Since Natasha doesn’t speak English, Mark’s mother, Deanna Dezmari insists Mark to show her the city around. In the beginning, he was not so enthusiastic, but soon finds time-spending with Natasha much more interesting and eventful than baking around ordinary houses. But more importantly, it’s a fractured identity of the community that hides the reality of a broken family.
Natasha is written and directed by Bezmozgis, based on the title short from in his award-winning Natasha and Other Stories collection. He describes Natasha well, and how a teenage boy pictures his life. Mark, growing up in a well-established family says that, he’d rather kill himself but won’t work at a call center. Natasha, who gets a chance to change her life from troubled to an accomplished one seems to find it difficult to adapt into it.
In conclusion, Natasha is an interesting and acute film for those who are familiar with the situation and stories being told in the film. In order to watch it, it’s important to have an open mind to grasp the director’s point of view.

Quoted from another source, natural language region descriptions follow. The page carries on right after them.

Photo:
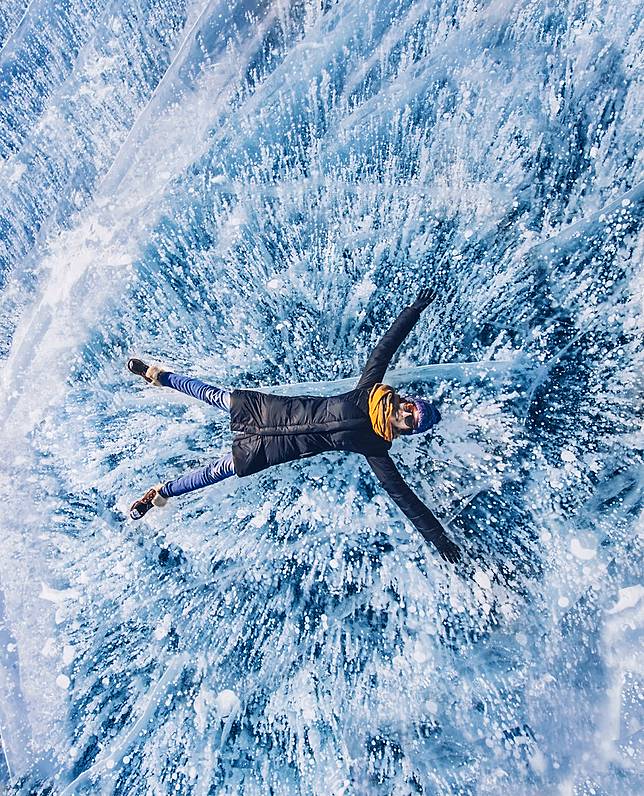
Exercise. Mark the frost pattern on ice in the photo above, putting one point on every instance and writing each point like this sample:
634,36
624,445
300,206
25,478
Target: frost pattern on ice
250,193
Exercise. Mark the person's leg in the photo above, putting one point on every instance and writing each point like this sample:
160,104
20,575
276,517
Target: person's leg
212,473
214,396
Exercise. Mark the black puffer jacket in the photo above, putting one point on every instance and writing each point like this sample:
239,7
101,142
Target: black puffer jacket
275,429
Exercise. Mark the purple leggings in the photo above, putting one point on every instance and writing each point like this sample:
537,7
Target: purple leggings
218,469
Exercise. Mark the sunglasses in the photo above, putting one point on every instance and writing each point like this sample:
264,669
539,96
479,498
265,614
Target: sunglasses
408,409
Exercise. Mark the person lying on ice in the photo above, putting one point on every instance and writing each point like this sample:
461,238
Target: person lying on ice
273,429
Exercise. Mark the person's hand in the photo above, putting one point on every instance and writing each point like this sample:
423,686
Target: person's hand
424,299
449,551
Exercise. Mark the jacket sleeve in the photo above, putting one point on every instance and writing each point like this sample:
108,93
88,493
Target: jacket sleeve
408,502
381,355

However, it’s the performance I could not find satisfying enough in order to be completely convinced. Since the film is mainly in Russian, and you by any chance do not speak the language, the subtitles will cover up the gaps created by the actors. But other than that it certainly deserves to be seen if you live to learn a different culture.
NATASHA opens May 6 in Toronto (Canada Square) and Vancouver (International Village)!
The film opens the Toronto Jewish Film Festival on May 5. The film opens throughout the spring in other Canadian cities.